24. Hashing
Hashing takes an input of almost any size and returns a fixed-length result called the hash value
A hash function is the algorithm used to perform this transformation.
With cryptographically strong hash algorithms, hashing is a common method of ensuring message integrity (making sure the message has not been changed).
Hashes are used in computing and security to create a message digest by applying a hash function to the plaintext body of a message.

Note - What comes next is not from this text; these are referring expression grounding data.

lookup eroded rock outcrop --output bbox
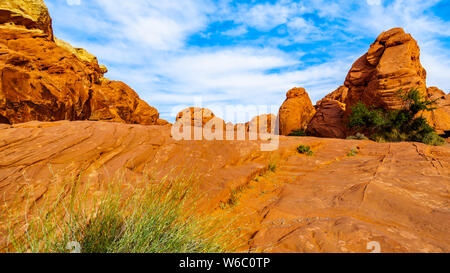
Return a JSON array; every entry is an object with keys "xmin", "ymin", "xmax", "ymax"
[
  {"xmin": 306, "ymin": 99, "xmax": 347, "ymax": 138},
  {"xmin": 176, "ymin": 107, "xmax": 219, "ymax": 127},
  {"xmin": 173, "ymin": 107, "xmax": 228, "ymax": 139},
  {"xmin": 0, "ymin": 0, "xmax": 53, "ymax": 38},
  {"xmin": 0, "ymin": 0, "xmax": 159, "ymax": 125},
  {"xmin": 309, "ymin": 28, "xmax": 449, "ymax": 138},
  {"xmin": 422, "ymin": 87, "xmax": 450, "ymax": 134},
  {"xmin": 278, "ymin": 87, "xmax": 315, "ymax": 135},
  {"xmin": 344, "ymin": 28, "xmax": 427, "ymax": 110}
]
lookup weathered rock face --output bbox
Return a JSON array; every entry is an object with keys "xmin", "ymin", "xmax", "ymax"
[
  {"xmin": 321, "ymin": 85, "xmax": 348, "ymax": 104},
  {"xmin": 278, "ymin": 87, "xmax": 316, "ymax": 135},
  {"xmin": 0, "ymin": 0, "xmax": 53, "ymax": 38},
  {"xmin": 306, "ymin": 99, "xmax": 347, "ymax": 139},
  {"xmin": 173, "ymin": 107, "xmax": 228, "ymax": 139},
  {"xmin": 309, "ymin": 28, "xmax": 450, "ymax": 138},
  {"xmin": 0, "ymin": 28, "xmax": 159, "ymax": 125},
  {"xmin": 344, "ymin": 28, "xmax": 427, "ymax": 110},
  {"xmin": 0, "ymin": 0, "xmax": 159, "ymax": 125},
  {"xmin": 55, "ymin": 38, "xmax": 103, "ymax": 66},
  {"xmin": 176, "ymin": 107, "xmax": 218, "ymax": 127},
  {"xmin": 422, "ymin": 87, "xmax": 450, "ymax": 134}
]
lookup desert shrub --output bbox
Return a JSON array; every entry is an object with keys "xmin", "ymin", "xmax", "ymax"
[
  {"xmin": 6, "ymin": 174, "xmax": 241, "ymax": 253},
  {"xmin": 297, "ymin": 145, "xmax": 313, "ymax": 156},
  {"xmin": 348, "ymin": 88, "xmax": 445, "ymax": 146},
  {"xmin": 289, "ymin": 129, "xmax": 307, "ymax": 137},
  {"xmin": 422, "ymin": 132, "xmax": 446, "ymax": 146}
]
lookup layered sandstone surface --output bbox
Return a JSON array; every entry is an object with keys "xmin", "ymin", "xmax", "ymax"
[{"xmin": 1, "ymin": 121, "xmax": 449, "ymax": 253}]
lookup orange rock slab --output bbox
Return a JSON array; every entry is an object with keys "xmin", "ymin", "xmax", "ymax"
[{"xmin": 1, "ymin": 121, "xmax": 449, "ymax": 253}]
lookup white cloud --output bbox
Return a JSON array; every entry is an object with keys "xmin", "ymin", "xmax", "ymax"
[
  {"xmin": 221, "ymin": 25, "xmax": 248, "ymax": 36},
  {"xmin": 222, "ymin": 1, "xmax": 307, "ymax": 31},
  {"xmin": 366, "ymin": 0, "xmax": 382, "ymax": 6},
  {"xmin": 66, "ymin": 0, "xmax": 81, "ymax": 6},
  {"xmin": 91, "ymin": 0, "xmax": 214, "ymax": 51}
]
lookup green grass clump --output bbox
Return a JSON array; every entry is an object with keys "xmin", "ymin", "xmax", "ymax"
[
  {"xmin": 348, "ymin": 88, "xmax": 446, "ymax": 146},
  {"xmin": 6, "ymin": 174, "xmax": 241, "ymax": 253},
  {"xmin": 347, "ymin": 147, "xmax": 359, "ymax": 157},
  {"xmin": 297, "ymin": 145, "xmax": 313, "ymax": 156},
  {"xmin": 288, "ymin": 129, "xmax": 307, "ymax": 137}
]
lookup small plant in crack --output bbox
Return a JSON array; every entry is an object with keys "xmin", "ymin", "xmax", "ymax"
[
  {"xmin": 297, "ymin": 145, "xmax": 313, "ymax": 156},
  {"xmin": 347, "ymin": 147, "xmax": 360, "ymax": 157}
]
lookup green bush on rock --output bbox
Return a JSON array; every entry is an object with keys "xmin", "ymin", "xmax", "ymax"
[{"xmin": 348, "ymin": 89, "xmax": 446, "ymax": 146}]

Properties of a Cryptographic Hash Function
A cryptographic hash function must be:
- Useful: easy to compute the hash value for any given message
- Nonreversible: computationally infeasible to reverse the hash process or derive the original plaintext from the hash value
- Content integrity assurance: computationally infeasible to modify a message and still produce the original hash value
- Unique: computationally infeasible to find two different sensible messages with the same hash value
- Deterministic: the same input always generates the same hash when using the same hashing algorithm
Uses of Hash Functions
Cryptographic hash functions are used in information security for:
- digital signatures
- message authentication codes
- other forms of authentication
They can also be used for fingerprinting (uniquely identifying files), finding duplicate data, and as checksums to detect accidental data corruption.

Basic Hashing Process
A simple hashing function works like this:
variable data input + hashing algorithm = fixed bit size data output (the digest)
The originator hashes the message to create a digest and sends the digest along with the message.
The receiver hashes the received message using the same algorithm and compares that digest with the sender’s digest.
- If the digests are the same, the received message is the same as the sent message.
- A simple hash function alone does not protect against a malicious attacker who could change both the message and the digest in transit.

Key Points
Even a very small change in the input message creates a completely different hash value. The digest size does not vary with the size of the message, so a person cannot tell the size of the message from the digest.